Deux ans après s’être faite repérée avec son court-métrage Maman(s), auréolé d’un César, la réalisatrice Maïmouna Doucouré s’attaque à son premier long avec Mignonnes, qui comprend au casting Fathia Youssouf, […]
Deux ans après s’être faite repérée avec son court-métrage Maman(s), auréolé d’un César, la réalisatrice Maïmouna Doucouré s’attaque à son premier long avec Mignonnes, qui comprend au casting Fathia Youssouf, Medina El Aidi, Esther Gohourou, Ilanah Cami-Goursolas et nous entraînant dans le quotidien de la jeune Amy, pré-adolescente dont la rencontre avec un groupe de danse va lui servir d’exutoire…
Avec Mignonnes, Maïmouna Doucouré signe un premier film lumineux qui traite avec pertinence de l’image de la femme dans notre société à travers le récit d’un passage à l’âge adulte.
Résolument féministe, le long-métrage brille par l’intelligence de son scénario, qui met en exergue la difficulté pour nos jeunes de grandir à une époque où l’hyper-sexualisation à une place prépondérante dans la vie de tout les jours. En évoquant cette thématique à hauteur d’enfant, de pré-adolescent dans ce cas précis, le scénario interpelle le spectateur tout en ayant la présence d’esprit de ne pas porter de jugement, ce qui donne de l’ampleur aux propos développés.
C’est dans ce contexte que nous suivons le parcours de la jeune Amy, onze ans, tiraillée entre ses problèmes familiaux et son envie d’émancipation.

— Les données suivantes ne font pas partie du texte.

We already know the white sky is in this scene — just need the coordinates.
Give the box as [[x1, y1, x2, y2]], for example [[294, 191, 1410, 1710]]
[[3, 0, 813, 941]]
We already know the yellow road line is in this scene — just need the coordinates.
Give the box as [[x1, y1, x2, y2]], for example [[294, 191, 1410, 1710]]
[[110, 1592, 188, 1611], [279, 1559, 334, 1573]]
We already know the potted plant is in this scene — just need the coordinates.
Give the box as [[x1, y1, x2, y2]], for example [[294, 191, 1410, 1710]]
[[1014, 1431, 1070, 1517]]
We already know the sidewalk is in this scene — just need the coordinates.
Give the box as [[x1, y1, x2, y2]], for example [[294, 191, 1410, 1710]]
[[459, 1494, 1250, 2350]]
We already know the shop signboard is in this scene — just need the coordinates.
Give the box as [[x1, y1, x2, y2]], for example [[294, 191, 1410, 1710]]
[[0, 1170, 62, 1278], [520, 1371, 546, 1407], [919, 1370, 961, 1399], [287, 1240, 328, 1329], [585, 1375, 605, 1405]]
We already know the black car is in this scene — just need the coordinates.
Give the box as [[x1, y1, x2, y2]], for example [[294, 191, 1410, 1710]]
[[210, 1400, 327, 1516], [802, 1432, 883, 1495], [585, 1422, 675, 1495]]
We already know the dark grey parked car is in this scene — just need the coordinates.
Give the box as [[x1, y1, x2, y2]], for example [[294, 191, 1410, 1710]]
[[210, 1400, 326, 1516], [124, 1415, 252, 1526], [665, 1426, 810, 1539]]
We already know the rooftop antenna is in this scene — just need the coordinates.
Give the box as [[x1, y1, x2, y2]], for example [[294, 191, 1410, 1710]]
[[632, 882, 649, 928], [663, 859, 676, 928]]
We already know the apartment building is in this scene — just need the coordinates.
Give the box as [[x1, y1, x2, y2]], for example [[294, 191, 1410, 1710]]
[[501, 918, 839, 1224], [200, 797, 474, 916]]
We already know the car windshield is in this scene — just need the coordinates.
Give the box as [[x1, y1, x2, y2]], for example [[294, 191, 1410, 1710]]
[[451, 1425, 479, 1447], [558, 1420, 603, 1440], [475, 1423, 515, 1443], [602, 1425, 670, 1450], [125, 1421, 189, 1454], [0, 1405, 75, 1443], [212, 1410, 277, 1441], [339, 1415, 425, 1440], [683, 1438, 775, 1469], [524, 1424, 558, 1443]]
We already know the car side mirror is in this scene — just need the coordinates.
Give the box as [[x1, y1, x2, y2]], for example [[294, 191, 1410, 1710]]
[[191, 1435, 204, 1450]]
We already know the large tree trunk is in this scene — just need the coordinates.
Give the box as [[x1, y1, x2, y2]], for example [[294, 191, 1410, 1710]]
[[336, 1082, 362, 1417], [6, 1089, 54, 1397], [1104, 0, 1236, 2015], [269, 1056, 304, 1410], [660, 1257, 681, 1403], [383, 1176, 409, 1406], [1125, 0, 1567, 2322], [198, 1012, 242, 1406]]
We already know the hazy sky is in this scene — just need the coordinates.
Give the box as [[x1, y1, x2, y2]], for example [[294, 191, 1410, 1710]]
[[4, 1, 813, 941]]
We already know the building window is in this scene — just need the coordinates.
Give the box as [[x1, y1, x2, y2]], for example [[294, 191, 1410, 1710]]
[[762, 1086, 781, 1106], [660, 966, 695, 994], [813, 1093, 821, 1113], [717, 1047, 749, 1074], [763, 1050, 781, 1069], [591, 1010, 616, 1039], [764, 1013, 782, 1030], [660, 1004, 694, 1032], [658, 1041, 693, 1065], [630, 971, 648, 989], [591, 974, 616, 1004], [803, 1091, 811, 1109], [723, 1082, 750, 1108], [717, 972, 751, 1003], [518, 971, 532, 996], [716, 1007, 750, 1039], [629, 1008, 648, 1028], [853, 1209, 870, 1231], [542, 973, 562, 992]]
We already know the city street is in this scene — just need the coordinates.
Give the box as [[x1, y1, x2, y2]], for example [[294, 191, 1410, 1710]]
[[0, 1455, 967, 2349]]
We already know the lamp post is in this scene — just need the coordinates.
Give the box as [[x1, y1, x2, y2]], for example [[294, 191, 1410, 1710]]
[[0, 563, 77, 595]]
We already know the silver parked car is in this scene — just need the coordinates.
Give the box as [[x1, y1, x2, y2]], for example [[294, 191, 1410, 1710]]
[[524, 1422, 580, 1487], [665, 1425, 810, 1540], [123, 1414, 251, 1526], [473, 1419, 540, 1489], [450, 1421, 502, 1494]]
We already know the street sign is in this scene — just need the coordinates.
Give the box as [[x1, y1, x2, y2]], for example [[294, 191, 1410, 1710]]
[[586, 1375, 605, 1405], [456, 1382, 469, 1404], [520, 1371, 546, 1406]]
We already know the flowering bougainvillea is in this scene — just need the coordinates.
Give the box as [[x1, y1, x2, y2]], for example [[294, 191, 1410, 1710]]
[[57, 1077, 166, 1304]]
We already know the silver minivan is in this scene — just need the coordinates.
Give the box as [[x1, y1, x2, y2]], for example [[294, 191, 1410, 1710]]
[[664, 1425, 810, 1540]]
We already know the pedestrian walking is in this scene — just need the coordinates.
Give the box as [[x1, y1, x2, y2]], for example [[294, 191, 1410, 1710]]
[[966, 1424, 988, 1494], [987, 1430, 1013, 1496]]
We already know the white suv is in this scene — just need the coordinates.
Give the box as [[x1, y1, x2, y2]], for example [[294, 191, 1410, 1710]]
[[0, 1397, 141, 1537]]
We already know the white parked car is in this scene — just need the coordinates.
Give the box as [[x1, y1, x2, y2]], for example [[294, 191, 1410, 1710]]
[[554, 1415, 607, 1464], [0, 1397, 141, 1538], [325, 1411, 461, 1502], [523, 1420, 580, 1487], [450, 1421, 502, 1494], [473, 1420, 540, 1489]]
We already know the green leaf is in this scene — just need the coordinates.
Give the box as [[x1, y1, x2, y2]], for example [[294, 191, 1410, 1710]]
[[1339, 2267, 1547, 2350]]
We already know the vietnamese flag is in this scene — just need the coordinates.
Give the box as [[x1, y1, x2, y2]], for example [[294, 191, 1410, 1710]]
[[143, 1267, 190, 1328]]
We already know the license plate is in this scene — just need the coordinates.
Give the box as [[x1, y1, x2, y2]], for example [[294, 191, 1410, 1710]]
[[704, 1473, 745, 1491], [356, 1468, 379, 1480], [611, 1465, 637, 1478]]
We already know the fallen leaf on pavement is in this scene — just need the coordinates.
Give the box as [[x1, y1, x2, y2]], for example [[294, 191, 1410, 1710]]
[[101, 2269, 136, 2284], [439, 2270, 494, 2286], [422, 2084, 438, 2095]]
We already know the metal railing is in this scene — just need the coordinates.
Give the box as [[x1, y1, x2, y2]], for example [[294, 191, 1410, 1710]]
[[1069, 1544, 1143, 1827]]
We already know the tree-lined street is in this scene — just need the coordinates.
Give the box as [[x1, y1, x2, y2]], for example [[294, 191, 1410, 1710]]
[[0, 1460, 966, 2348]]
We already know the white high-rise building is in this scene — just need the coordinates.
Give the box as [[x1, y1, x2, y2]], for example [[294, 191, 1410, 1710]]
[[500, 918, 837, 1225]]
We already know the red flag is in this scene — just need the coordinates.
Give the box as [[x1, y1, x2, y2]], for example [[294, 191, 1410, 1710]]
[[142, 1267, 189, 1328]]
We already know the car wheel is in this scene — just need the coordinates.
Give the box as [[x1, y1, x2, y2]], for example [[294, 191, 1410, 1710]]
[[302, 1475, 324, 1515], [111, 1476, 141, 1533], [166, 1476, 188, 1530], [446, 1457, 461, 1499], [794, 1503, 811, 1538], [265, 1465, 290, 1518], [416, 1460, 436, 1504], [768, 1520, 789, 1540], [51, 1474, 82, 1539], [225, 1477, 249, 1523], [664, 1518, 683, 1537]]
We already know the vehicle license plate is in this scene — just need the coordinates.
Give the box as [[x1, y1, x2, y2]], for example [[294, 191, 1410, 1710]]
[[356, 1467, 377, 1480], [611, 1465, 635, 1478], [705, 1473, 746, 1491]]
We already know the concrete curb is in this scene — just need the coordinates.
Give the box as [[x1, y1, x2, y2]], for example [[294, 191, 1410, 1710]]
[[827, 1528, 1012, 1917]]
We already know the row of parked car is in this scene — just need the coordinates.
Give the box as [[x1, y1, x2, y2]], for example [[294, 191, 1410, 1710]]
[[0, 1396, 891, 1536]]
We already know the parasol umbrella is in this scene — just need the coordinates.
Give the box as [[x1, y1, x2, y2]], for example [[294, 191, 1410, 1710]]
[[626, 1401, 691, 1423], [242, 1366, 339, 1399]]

Rêvant de nouveaux horizons, elle va trouver une source d’évasion en se plongeant dans le domaine de la danse et en rejoignant une bande de fille menée par sa voisine Angelica, adeptes de chorégraphies bien loin de celles normalement apprises par celles de leur âge. Cette immersion au sein de ce groupe est l’occasion pour la scénariste/réalisatrice de montrer l’impact de la société sur la quête identitaire et plus particulièrement chez les jeunes, qui passent directement de l’innocence de enfance à la dureté du monde adulte, sans aucune transition. Entre recherche de popularité sur les réseaux sociaux, danses provocatrices et changement vestimentaire, la métamorphose de nos ‘Mignonnes’ dérange et invite à la réflexion quant à la perception de la féminité.
Que ce soit dans la sphère publique ou familiale, la place de la femme diffère selon l’éducation ou encore les croyances, une divergence de point de vue explicité là aussi avec finesse. Issue d’une famille religieuse où les traditions comptent, Amy voit deux mondes se confronter, compliquant de ce fait son rapport face à la féminité et à l’autorité. Pris en étau entre le conservatisme de ses proches et le progressisme du monde extérieur, la vision de notre danseuse en herbe quant à la personne qu’elle doit devenir s’en retrouve biaisée. Entre rites de passages et erreurs de jeunesse, l’équilibre propre à la maturité est difficile à trouver, ce que transpose parfaitement Maïmouna Doucouré dans cette première oeuvre, qui évite tout manichéisme et invite à la discussion.
Outre son scénario à l’écriture soignée, Mignonnes vaut également le coup d’oeil pour la performance de ses jeunes comédiennes, Fathia Youssouf en tête, qui transmettent une énergie débordante couplée à une sensibilité bienvenue, notre troupe de danseuses réussissant avec force à nous captiver dans leurs déambulations, grâce à une excellente direction d’acteurs. A retenir également, la réalisation de Maïmouna Doucouré qui est solaire, sa mise en scène colorée et riche en symbolismes ajoutant un cachet non négligeable à ce ‘coming of age’, filmant avec un certain esthétisme ce rapport au corps, pour mieux provoquer des réactions de la part du public, ce qui ne manque pas d’arriver.
Avec Mignonnes, Maïmouna Doucouré réussit avec brio son passage au long-métrage apportant un vent de fraîcheur au film dit de ‘passage à l’âge adulte’ en proposant une réflexion perspicace sur l’image de la femme et l’hyper-sexualisationdans notre société.Porté par une distribution solide et une réalisation maîtrisée, le long-métrage évoque avec justesse des problématiques inhérentes à l’adolescence et à l’envie d’émancipation.